Friday, March 02, 2012

Fill'er up with high test and check the drive train


     Free Stuff Culture



Res Ipsa Loquitur

It's not so much the seeming lack of embarrassment that's notable, as it is seeing it replaced with an obvious sense of entitlement. But you already thought the same thing.  Except, maybe, for them what's asking why his nipples are covered by electrical tape?





14 comments:

Anonymous said...

First, they came for the Fanta, and I said nothing.

Casca

Rodger the Real King of France said...

10!

Anonymous said...

The tape was free samples.


poletax

DougM said...

Heck, I feel guilty takin' a quick sip, then toppin' up.

Helly said...

Rough sex is rough. And dehydrating. I've heard.

Anonymous said...

That's part of Obamas stash.

Alear said...

The leech has no concept of electricity, coke, marketing, free market, democracy, love, Hendrix, Windows, proper dental work, Blu-Ray, Our Lord Jesus Christ.

This is Lent, and I'm supposed to pray for them. I'm telling ya, as the years go by, it gets harder to find a reason to.

Darrell said...

I saw a guy (of a similar um, persuasion) do that in a Popeye's a while back. He walked in, holding a McDonald's cup, filled it at the soda dispenser, and walked out. And he was brazen about it.

Marie said...

I'm not defending him, but the store is stupid to make the soda accessible like that.

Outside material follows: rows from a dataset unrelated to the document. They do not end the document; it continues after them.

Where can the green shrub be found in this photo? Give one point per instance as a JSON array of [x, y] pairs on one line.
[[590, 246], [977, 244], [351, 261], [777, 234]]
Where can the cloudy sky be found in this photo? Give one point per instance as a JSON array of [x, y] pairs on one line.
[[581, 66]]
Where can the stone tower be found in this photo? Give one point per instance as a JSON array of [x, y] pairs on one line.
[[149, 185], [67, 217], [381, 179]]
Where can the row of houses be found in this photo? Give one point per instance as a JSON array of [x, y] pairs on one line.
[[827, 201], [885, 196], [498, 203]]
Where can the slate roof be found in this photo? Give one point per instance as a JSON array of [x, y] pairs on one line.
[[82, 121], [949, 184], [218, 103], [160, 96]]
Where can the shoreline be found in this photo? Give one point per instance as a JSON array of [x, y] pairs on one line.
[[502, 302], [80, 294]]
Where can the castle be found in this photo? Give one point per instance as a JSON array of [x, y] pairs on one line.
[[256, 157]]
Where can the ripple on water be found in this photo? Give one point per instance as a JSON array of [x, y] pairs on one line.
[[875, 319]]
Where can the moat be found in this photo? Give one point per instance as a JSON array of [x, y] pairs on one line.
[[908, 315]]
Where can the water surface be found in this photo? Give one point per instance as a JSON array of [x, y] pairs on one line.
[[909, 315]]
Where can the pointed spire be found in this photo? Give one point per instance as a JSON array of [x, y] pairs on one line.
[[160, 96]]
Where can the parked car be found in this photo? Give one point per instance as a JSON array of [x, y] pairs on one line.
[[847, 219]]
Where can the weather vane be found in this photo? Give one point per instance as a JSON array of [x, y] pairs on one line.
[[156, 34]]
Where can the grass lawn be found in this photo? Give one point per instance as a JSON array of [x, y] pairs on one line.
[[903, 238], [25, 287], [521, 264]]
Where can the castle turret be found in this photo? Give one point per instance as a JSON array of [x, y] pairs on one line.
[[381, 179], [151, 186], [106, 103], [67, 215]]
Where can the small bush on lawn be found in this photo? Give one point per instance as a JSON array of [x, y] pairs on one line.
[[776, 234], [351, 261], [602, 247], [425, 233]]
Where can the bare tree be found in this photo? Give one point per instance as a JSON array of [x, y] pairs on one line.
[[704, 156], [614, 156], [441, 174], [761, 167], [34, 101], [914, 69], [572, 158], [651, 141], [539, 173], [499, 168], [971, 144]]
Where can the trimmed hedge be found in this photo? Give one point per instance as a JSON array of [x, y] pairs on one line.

I guess they did the math and figured they make more money that way.

If they don't end up making more money that way, they should put the soda back behind the counter.

Chris in NC said...

Is that Larry Looter from New Orleans???

Anonymous said...

Dang Chris, I think you spotted him.

Casca

Thomas M. said...

I forwarded your photo of the free fanta boy to some operators of franchised restaurants in certain areas of Baltimore, and have been told this is a daily occurrence.

Anonymous said...

The cup is the most expensive part of your drink. Corn syrup is cheap. Cheap flavoring is cheap. Carbonated water is cheap. If he paid 60 cents for a cup, drank a whole gallon, and refilled and took a gallon home, the store still made money. Plus he bought burgers, fries, or whatever. The drinks are what keep those places open. Besides which, he's giving himself and all his friends "Archer-Daniels-Midlands revenge," aka diabetes.



--Senor Frog

Anonymous said...

Yup Chris, it's the guy with the plastic tub full of Heinekens. Good spot!